Tout d’abord j’essaye de composer. De créer une structure. Ensuite, j’ai recours à des arrangeurs très doués. Pour les paroles, je m’appuie souvent sur des suggestions de potes. Pour Transports en Commun par exemple c’est un musicien très talentueux, Ricky Hollywood, qui m’a proposé le texte en disant que cela m’irait très bien. Il a parfaitement compris mon univers qui ne se prend pas au sérieux.

Vous travaillez avec Lockhart et Raphaël Léger, que nous connaissons par Fishbach et Cléa Vincent. Qu’est-ce qu’ils ont apporté à votre musique ? 

Oh oui, ils sont très talentueux tous les deux. On est quatre sur scène, avant eux j’étais obligée de lancer la musique et chanter toute seule. Là il y a un vrai jeu de scène et c’est génial. On a commencé à bosser ensemble cet été et on a fait quelques dates déjà. Ils ont vraiment enrichi l’album qui sortira en avril 2017.

Justement, pouvons-nous parler un peu de cet album qui va sortir, Kabuki femme fatale ? Qui est Kabuki ? 

Kabuki femme fatale est parti d’un projet vidéo pour une marque japonaise de maquillage. On m’a demandé de réaliser quatre clips où je chantais et je me maquillais en même temps pour montrer à quel point c’était génial (rires). J’ai recyclé ces chansons dans mon album parce que je les trouvais bien : je les avais composées exprès pour ce projet et c’était dommage de les laisser tomber. Dans chaque vidéo il y avait un personnage différent. Kabuki c’était l’un d’eux. Une espèce d’impératrice qui fait très peur.

Le kabuki est aussi un genre de théâtre japonais…

Oui, c’est une forme de théâtre traditionnel basé sur le maquillage et le travestissement. Dans le kabuki, les hommes se déguisent en femmes et ils font cela de manière sublime, ils sont incroyablement doués. Ils commencent jeunes, à l’âge de 4 ans. Il faut naître dans une famille d’acteurs de kabuki pour continuer la tradition. Quand un acteur est « onnagata », cela veut dire qu’il peut faire des rôles de femme et c’est très réputé.

© Samuel Kirszenbaum

Quelles sont les influences de l’album ? 

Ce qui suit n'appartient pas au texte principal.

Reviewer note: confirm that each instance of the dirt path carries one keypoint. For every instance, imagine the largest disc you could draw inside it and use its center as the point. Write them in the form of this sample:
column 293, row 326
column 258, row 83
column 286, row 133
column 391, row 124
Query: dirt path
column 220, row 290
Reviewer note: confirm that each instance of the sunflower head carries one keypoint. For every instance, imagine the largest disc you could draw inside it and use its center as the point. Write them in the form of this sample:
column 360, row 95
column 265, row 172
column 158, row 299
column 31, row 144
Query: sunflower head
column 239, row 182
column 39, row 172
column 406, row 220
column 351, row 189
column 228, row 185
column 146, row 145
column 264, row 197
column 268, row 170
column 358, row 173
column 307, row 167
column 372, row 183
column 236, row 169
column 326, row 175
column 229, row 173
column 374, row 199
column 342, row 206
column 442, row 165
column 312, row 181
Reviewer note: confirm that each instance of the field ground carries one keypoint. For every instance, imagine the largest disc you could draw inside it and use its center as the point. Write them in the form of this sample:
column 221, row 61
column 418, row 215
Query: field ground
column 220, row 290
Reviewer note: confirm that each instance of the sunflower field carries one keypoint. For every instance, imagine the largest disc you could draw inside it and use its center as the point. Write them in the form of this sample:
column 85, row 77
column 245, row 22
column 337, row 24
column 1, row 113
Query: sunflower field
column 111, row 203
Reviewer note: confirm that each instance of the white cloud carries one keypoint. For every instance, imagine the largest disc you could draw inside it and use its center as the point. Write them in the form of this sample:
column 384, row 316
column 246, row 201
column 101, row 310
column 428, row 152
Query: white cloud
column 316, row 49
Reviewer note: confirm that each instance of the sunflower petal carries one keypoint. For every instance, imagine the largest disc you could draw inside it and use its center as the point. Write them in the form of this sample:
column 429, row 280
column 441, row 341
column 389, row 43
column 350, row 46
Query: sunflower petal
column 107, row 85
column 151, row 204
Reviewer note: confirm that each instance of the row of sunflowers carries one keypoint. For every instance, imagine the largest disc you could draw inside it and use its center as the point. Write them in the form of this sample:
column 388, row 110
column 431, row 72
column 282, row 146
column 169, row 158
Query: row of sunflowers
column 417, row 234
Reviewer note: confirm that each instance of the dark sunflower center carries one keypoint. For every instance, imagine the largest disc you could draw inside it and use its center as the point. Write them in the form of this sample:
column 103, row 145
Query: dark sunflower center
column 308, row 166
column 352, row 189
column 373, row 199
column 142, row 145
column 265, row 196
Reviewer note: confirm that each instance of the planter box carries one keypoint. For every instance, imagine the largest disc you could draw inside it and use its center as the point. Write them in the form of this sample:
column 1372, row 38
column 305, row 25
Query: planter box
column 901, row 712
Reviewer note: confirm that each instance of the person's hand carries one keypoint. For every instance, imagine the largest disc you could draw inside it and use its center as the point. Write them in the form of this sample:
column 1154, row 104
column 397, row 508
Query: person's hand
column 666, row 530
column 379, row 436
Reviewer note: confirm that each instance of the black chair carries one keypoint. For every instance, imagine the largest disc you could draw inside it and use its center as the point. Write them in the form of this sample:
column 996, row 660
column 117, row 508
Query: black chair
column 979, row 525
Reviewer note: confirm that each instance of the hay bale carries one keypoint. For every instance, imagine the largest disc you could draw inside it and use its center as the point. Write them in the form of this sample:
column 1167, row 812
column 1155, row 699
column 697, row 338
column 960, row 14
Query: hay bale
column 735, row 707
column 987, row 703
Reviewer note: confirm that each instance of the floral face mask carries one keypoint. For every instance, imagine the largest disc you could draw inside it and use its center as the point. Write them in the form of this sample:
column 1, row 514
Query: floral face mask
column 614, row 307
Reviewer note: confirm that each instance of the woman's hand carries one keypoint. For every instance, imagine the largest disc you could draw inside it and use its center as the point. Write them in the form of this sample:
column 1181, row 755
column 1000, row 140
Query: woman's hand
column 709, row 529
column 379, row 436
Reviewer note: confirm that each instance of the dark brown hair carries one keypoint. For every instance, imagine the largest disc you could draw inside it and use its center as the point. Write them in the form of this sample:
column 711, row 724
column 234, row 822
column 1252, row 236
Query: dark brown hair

L’une de nos influences communes quand on a commencé à travailler sur l’album c’était un groupe suédois, Joe Davolaz. Ils ont fait tout l’arrangement, donc je suis allée les rencontrer à Stockholm. On partageait les mêmes références, comme Yellow Magic Orchestra, un groupe japonais des années 1980. Il y a eu aussi un groupe francophone qui s’appelle Antena. Exotica aussi. Ce sont des influences de groupes occidentaux qui aiment la musique asiatique. C’est drôle comme tout se mélange.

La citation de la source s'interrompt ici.